# Classifying cifar-10 data with AlexNet

2021-04-25

Last week we used PaddlePaddle and Tensorflow to implement image classification. We identified the cifar-10 dataset with a simple CNN network simple_cnn handwritten by ourselves and a CNN network by LeNet-5. In the experimental performance last week, the accuracy rate of LeNet-5 after 200 iterations was about 60%. This result was far from satisfactory. After all, it was the network structure written 20 years ago. The result was simple and the number of layers was very small. In the section we talked about the AlexNet that shined in the 2012 Image contest and used AlexNet to classify the cifar-10 data, comparing the effect of LeNet-5 last week.

What is AlexNet?

AlexNet achieved a breakthrough rate of top5 error rate of 15.3% (26.2% in the second) in the ILSVRC-2012 game. The principle is derived from Alex's “ImageNet Classification with Deep Convolutional Neural Networks” 2012, which is deep learning. With a milestone and watershed in the booming development and with the development of hardware technology, deep learning will continue.

AlexNet network structure

Due to the limitations of the hardware devices at the time, AlexNet did a lot of work on GPU granularity. At the time, GTX 580 only had 3G graphics memory. In order to allow the model to run on a large amount of data, the author used two GPUs in parallel and made network structures. The segmentation is as follows:

Network structure

Input input layer

The input is a 224×224×3 three-channel RGB image. In order to facilitate the subsequent calculation, the padding is used as a preprocessing in the actual operation, and the image is changed to 227×227×3.

C1 convolution layer

This layer consists of: Convolution operation + Max Pooling + LRN (more on this later).

Convolution layer: Consisting of 96 feature maps, each feature map is generated by an 11×11 convolution kernel under stride=4, and the output feature map is 55×55×48×2, where 55=(227-11)/ 4+1, 48 is the number of feature map points on each GPU, and 2 is the number of GPUs.

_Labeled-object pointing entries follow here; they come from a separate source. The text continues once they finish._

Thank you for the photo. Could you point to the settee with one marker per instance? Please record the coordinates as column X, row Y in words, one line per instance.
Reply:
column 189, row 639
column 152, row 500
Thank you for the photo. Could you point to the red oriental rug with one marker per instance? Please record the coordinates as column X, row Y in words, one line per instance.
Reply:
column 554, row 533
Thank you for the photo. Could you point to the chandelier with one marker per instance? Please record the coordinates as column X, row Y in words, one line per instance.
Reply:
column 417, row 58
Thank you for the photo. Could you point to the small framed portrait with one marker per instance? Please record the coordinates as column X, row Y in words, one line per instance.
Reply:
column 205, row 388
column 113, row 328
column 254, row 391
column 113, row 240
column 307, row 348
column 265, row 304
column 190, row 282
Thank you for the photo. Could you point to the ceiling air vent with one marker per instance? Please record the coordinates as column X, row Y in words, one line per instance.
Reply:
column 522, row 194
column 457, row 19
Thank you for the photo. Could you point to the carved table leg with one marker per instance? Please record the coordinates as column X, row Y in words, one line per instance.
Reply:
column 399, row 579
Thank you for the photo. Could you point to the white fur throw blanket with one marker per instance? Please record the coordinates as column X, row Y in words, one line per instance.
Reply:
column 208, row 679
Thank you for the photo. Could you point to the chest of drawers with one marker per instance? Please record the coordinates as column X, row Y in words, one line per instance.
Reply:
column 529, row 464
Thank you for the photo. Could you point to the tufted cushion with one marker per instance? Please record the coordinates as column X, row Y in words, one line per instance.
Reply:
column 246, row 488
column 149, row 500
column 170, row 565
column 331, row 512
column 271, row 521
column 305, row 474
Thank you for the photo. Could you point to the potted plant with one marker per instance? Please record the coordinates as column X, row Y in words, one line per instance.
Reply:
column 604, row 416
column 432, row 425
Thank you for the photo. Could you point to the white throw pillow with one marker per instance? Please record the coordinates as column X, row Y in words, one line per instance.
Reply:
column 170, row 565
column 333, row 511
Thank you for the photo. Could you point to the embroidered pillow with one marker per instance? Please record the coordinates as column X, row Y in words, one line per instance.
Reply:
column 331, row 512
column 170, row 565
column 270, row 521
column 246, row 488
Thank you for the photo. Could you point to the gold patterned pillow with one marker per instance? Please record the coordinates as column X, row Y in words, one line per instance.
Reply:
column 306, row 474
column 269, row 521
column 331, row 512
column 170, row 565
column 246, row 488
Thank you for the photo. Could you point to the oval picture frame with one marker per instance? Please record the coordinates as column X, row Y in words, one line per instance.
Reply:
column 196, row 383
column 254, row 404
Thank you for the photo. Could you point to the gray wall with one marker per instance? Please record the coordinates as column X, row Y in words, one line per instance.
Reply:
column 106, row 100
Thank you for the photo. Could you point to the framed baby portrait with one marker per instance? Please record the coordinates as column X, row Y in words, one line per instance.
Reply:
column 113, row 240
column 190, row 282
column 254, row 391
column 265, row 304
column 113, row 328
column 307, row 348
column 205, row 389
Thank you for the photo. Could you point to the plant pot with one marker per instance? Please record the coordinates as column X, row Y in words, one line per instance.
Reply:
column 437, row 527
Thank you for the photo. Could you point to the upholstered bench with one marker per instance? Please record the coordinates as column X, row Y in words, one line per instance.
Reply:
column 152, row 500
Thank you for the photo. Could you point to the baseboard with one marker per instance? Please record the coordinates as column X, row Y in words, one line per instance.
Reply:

Activation function: using ReLU;

Max Pooling: Using stride=2 and a kernel size of 3x3 (Experimental results show that Max Pooling using a 2×2 non-overlapping mode is relatively easy to overfit, and the error rates are 0.4% higher at top 1 and top 5, respectively. And 0.3%), the output feature map is 27 × 27 × 48 × 2, where 27 = (55-3) / 2 + 1, 48 is the number of feature map points on each GPU, 2 is the number of GPU;

LRN: The number of neighbors is set to 5 for normalization.

The final output data is normalized: 27×27×48×2.

C2 convolution layer

This layer consists of: Convolution operation + Max Pooling + LRN

Convolution layer: Consists of 256 feature maps. Each feature map is generated by a 5×5 convolution kernel at stride=1. To make the input and convolution output the same size, a padding with a parameter of 2 is required, and the feature map is output. It is 27×27×128×2, where 27=(27-5+2×2)/1+1, 128 is the number of feature map points on each GPU, and 2 is the number of GPUs.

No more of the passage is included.